Le gouverneur de la Banque de France n’en reste pas satisfait pour autant et juge qu’un "sujet en particulier reste cependant à compléter en Europe : la résolution." S’il juge que "l’Europe prévient mieux les crises bancaires ex-ante que les États-Unis ; il n’est cependant pas acquis qu’elle saurait aussi bien les traiter ex-post". Un examen critique qui concède que la disponibilité de la liquidité lors des crises reste un problème d’actualité ; pour y remédier il évoque la construction d’un cadre permettant la fourniture d’une "liquidité de l’Eurosystème pour la résolution". Une réflexion qu’il espère voir se pencher sur "la manière d’assurer la disponibilité effective des sources de financement existantes, dont les fonds de garantie des dépôts."
Des devoirs
Là où le président de l’ACPR observe que dans "d’autres pays, le secteur bancaire affiche une rentabilité et des profits encore supérieurs à ceux observés actuellement en France", ce qui ne manque pas selon lui de "susciter ailleurs des critiques et des surtaxes circonstancielles : il est heureux à mon sens qu’il n’en soit pas ainsi en France". Cependant il rappelle immédiatement les acteurs français à leur devoir affirmant que "la contrepartie de la solidité du système bancaire, ce doit être le bon financement de notre économie". Qui reste en grande partie assuré avec du côté des entreprises, un encours de crédits toujours en progression, de l’ordre de 3 % en glissement annuel en septembre.
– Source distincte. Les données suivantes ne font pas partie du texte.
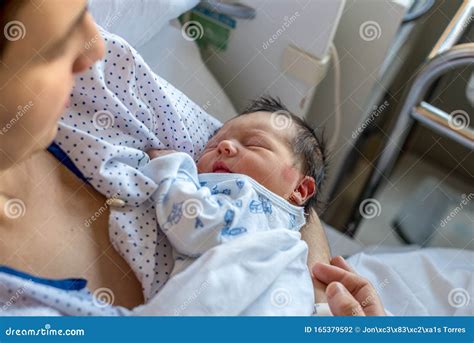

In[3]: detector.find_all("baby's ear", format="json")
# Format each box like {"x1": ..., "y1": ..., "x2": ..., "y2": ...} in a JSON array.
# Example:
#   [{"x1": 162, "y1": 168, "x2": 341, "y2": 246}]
[{"x1": 290, "y1": 176, "x2": 316, "y2": 206}]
Dans le même temps les taux d’intérêt des nouveaux crédits restent en moyenne moins élevés que chez nos voisins (4,6 % en France en septembre contre 5,05 % en zone euro).
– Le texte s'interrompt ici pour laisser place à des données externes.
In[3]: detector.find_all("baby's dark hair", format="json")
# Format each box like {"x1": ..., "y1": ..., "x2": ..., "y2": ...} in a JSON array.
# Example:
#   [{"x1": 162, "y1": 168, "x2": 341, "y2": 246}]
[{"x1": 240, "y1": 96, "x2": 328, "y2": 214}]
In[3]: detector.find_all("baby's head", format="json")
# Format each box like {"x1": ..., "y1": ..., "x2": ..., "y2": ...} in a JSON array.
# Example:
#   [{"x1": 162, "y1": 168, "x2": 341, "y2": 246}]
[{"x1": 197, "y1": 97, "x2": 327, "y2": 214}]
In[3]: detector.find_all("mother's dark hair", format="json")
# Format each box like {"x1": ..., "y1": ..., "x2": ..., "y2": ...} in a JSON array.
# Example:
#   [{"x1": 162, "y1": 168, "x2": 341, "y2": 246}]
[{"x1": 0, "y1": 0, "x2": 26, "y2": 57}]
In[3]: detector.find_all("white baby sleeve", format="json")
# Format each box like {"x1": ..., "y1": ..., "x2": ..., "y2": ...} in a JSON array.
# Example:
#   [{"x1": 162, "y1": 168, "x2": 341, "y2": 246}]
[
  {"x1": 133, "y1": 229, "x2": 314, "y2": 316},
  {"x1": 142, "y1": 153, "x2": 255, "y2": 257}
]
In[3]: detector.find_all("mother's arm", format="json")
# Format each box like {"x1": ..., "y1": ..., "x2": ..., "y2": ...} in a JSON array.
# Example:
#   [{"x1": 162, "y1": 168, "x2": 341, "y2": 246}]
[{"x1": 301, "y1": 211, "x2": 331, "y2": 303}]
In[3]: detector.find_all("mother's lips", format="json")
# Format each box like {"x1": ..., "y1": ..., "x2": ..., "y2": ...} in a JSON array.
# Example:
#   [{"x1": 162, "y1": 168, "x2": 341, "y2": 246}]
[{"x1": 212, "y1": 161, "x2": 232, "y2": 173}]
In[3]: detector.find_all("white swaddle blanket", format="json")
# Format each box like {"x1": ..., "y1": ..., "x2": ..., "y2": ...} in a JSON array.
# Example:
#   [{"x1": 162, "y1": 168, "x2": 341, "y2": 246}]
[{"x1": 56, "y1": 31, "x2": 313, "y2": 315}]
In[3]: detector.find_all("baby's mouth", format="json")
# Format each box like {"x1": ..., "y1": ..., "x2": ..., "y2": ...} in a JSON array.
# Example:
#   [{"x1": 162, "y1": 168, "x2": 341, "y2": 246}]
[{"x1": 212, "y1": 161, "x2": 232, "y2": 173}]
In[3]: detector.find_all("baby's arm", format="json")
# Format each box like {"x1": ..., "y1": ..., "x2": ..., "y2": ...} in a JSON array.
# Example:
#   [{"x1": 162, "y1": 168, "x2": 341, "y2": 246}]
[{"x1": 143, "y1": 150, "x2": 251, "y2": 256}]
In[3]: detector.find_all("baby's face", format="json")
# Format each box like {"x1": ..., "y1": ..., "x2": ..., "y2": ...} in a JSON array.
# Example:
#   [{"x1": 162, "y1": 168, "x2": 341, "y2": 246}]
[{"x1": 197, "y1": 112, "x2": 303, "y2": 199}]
François Villeroy de Galhau n’est cependant pas insensible à la situation du crédit immobilier, reconnaissant le caractère sensible du sujet. Il décrit une France où "la production hors renégociations est tombée à un point bas de 9,2 milliards d’euros en septembre, un niveau quasi-identique à la moyenne mensuelle observée avant 2015 et la mise en place de la politique monétaire ultra-accommodante". Le cycle de taux explique selon lui une partie du ralentissement constaté, ce qui l’inquiète davantage c’est qu’aujourd’hui encore "il subsiste une interrogation répandue sur l’offre, et le fait que 'les banques ne prêteraient plus’. Cette suspicion, même si elle est exagérée, n’est bonne pour personne : ni pour les banques et leur image ; ni pour le secteur du logement, car elle peut contribuer à une autocensure des emprunteurs".
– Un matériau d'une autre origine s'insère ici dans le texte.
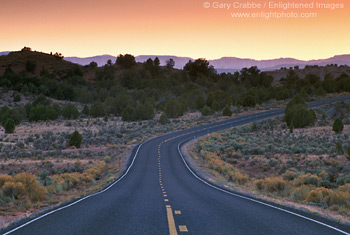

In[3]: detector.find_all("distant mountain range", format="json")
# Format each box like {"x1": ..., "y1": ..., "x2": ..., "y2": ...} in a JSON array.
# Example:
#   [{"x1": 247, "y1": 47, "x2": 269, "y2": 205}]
[
  {"x1": 0, "y1": 52, "x2": 350, "y2": 72},
  {"x1": 65, "y1": 54, "x2": 350, "y2": 72},
  {"x1": 0, "y1": 51, "x2": 10, "y2": 56}
]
De quoi lui faire regretter, que cela contribue à ne pas éclairer "sereinement d’autres leviers d’action nécessaire du secteur : l’offre de foncier ; la prolifération des normes réglementaires ; un entrecroisement d’incitations fiscales et de subventions d’une complexité peu égalée ailleurs en Europe". Il a ainsi été question du Haut Conseil de Stabilité financière, qui continue à regarder la pertinence "d’éventuels nouveaux ajustements techniques, sous réserve qu’ils n’entraînent pas de hausse du risque de surendettement". Le gouverneur de la Banque de France a également argué qu’il lui apparaissait "nécessaire et d’intérêt collectif de mieux suivre les taux de refus" des banques. Une problématique sur laquelle il a confié être attaché à la prise en compte du plus grand nombre de sources et à la possibilité de l’ouverture d’une procédure amiable. Cette dernière "viserait les crédits immobiliers apparemment solvables et qui auraient donné lieu à refus, comme cela existe pour le crédit aux entreprises".